PSYC:350 — Psychology, Culture, and Ethnicity
This course explores current theory and research on the role of race, culture, and ethnicity in human development and behavior. The course explores: (a) the universality and diversity of human biological, cognitive, social and emotional development and behavior within and across racial, ethnic and cultural groups; and (b) the dynamics of privilege and oppression that emerge when multiple cultures intersect or interact with one another. Particular attention is paid to the intersections of race and ethnicity with other markers of diversity, including gender and social class, and to the consequences of personal position within the matrix of privilege and oppression.
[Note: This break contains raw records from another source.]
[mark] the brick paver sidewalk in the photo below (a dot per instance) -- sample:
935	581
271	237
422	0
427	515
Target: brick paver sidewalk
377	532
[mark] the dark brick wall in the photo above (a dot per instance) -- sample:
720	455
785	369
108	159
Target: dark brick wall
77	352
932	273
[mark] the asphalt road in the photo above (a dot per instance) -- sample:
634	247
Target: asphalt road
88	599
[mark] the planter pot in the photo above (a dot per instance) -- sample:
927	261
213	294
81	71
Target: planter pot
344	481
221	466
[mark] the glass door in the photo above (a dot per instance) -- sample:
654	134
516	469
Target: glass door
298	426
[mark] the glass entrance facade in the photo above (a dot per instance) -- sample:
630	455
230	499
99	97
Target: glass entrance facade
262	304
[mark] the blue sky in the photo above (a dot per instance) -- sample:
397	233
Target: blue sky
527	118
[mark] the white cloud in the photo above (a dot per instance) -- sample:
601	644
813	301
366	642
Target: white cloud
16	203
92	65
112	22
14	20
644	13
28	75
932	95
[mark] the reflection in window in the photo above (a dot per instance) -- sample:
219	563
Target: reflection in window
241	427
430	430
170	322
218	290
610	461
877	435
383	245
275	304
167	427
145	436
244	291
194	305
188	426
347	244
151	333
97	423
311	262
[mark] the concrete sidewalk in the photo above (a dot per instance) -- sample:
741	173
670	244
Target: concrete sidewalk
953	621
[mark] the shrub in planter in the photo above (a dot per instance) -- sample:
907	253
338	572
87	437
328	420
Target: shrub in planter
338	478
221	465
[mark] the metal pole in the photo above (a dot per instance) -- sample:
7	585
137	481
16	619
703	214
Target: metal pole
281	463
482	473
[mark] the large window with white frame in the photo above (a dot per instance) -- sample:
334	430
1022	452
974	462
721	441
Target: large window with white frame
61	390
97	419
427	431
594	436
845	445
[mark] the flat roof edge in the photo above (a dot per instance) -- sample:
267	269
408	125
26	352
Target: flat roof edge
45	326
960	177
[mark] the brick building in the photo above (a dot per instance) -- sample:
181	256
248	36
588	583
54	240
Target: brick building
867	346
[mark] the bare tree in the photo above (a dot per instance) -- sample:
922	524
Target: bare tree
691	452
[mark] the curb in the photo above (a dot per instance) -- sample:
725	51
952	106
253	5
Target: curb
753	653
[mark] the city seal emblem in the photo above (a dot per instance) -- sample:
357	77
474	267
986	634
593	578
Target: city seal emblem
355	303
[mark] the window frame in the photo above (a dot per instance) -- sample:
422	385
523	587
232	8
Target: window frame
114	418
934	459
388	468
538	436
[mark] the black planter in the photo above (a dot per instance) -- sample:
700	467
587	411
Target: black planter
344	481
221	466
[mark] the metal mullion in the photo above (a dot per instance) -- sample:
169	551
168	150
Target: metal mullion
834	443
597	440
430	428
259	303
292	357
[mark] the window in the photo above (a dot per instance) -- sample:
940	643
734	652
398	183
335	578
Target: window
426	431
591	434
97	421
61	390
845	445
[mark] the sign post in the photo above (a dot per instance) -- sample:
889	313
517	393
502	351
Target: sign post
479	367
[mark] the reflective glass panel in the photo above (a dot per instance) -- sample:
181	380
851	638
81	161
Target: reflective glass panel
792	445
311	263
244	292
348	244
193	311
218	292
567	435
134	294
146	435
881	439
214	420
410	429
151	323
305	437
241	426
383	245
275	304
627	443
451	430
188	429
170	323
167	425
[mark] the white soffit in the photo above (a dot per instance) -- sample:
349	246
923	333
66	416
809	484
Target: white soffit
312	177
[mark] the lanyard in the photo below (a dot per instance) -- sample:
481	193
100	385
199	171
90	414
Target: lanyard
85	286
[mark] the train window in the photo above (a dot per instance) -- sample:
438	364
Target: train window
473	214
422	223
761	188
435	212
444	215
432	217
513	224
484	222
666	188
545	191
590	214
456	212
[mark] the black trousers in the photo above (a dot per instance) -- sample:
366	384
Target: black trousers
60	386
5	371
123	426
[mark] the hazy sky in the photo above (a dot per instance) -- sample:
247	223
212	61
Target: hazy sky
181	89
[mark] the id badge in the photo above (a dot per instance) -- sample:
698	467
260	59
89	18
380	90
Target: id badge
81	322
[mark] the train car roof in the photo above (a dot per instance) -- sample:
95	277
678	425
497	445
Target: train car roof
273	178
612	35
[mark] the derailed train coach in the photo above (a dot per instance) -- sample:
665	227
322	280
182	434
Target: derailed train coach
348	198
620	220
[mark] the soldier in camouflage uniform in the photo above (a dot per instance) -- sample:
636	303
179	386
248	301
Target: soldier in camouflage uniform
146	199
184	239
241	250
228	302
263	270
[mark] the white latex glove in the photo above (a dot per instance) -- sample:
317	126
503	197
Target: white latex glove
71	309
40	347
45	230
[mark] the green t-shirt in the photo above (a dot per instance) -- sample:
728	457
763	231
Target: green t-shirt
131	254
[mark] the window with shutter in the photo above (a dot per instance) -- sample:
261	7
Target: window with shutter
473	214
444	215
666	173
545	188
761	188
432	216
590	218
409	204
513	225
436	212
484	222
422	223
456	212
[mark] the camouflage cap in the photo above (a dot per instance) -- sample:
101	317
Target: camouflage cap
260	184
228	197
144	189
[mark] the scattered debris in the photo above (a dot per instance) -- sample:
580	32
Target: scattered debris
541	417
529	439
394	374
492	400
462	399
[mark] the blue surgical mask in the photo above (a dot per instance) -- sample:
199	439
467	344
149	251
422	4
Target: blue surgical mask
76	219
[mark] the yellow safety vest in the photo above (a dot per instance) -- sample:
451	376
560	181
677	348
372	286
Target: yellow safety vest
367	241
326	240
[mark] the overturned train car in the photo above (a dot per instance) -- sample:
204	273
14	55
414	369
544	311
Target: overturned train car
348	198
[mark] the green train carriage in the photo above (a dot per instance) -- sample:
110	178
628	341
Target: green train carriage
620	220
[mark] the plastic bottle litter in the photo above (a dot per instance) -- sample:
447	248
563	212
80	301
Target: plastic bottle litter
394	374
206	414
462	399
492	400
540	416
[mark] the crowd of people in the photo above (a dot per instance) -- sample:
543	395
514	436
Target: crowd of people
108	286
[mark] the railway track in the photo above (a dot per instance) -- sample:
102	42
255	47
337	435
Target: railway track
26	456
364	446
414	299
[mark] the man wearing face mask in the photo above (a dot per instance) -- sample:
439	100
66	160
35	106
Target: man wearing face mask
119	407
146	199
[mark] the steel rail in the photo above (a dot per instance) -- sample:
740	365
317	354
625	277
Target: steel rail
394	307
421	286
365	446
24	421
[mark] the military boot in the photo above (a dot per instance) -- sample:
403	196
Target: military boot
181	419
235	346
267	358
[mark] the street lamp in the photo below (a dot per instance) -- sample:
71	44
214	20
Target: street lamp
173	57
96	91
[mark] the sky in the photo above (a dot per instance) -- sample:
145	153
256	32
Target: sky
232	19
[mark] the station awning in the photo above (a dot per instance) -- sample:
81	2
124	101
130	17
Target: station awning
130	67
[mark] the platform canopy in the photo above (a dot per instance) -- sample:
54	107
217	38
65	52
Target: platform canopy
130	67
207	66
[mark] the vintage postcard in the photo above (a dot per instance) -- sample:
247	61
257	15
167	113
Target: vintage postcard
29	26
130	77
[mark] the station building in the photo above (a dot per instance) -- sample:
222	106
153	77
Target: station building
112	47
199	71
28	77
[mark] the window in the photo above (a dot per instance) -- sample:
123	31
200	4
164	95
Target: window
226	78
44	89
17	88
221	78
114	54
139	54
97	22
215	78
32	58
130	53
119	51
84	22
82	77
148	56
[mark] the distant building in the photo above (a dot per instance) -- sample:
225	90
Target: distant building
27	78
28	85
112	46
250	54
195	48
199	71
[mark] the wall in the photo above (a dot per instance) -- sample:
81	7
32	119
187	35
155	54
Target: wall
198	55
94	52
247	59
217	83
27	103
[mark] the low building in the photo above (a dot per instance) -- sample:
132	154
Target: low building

RELI/JWST 201 – The Hebrew Bible
This course examines the Hebrew Bible (known to Jews as the Tanakh or Torah, to Christians as the Old Testament), through the lenses of identity and power. Identity factors such as gender, class, ethnicity, and the body are deployed to analyze the text’s depiction of various characters, always attending to what works to privilege certain characters and disadvantage others. Under power biblical social groups such as priests, monarchs, sages, and prophets are interrogated for the sometimes competing claims they make about how the people should understand and relate to God, the world, and one another.
RELI/JWST— 207 Women in the Biblical Tradition
Investigates women’s stories and images in the Hebrew Bible, New Testament, and related literature from the biblical period. Explores the range of roles played by women within biblical narratives, the variety of metaphorical and symbolic uses of femininity in biblical traditions, and legal and ethical precepts related to the status of women in the biblical period. While one primary focus for the course is gender, issues of class also come to the fore (i.e., elites, the small landholding class, the poor), as well as ethnicity (i.e., Israelite or non-Israelite; Jewish or Gentile).
In this broad survey course, students are introduced to core concepts, methods, and theoretical perspectives employed in the sociological analysis of diverse cultures and societies. Focusing on the structures of the social world and their consequences, the actions and interactions of diverse individuals and groups within and on the social structure, and the dynamics of social change, the course helps students develop the skills necessary to critically interrogate diversity, their own social worlds and everyday life.
SOCI:200 — White Privilege
This course is an examination and analysis of definitions, history and instantiations of white privilege. The focus is contemporary U.S. and the primary framework draws on the social sciences although other times, locations and perspectives are considered. Throughout, the construct of race, including whiteness, is considered as not only an aspect of individual identity but also as a social construction embedded within an intricate and dynamic system of power and privilege. Particular attention is devoted to providing a broader context within which to understand the current rhetoric of “post-racial” and “color-blind.”
SPAN: 447—Narratives on Andean Identity
This course focuses on the various discourses of what it means to be Andean in today’s globalized context through the analysis of contemporary prose fiction and film produced by and about Andean culture primarily in Peru, but also with selections from Bolivia and Ecuador. Specifically, we look at the spaces of enunciation in these narratives in order to draw critical conclusions on marginality, race and identity in the Andes that can be applied to other global contexts through the analysis of the primary sources of narrative and film and secondary critical, theoretical and historical texts.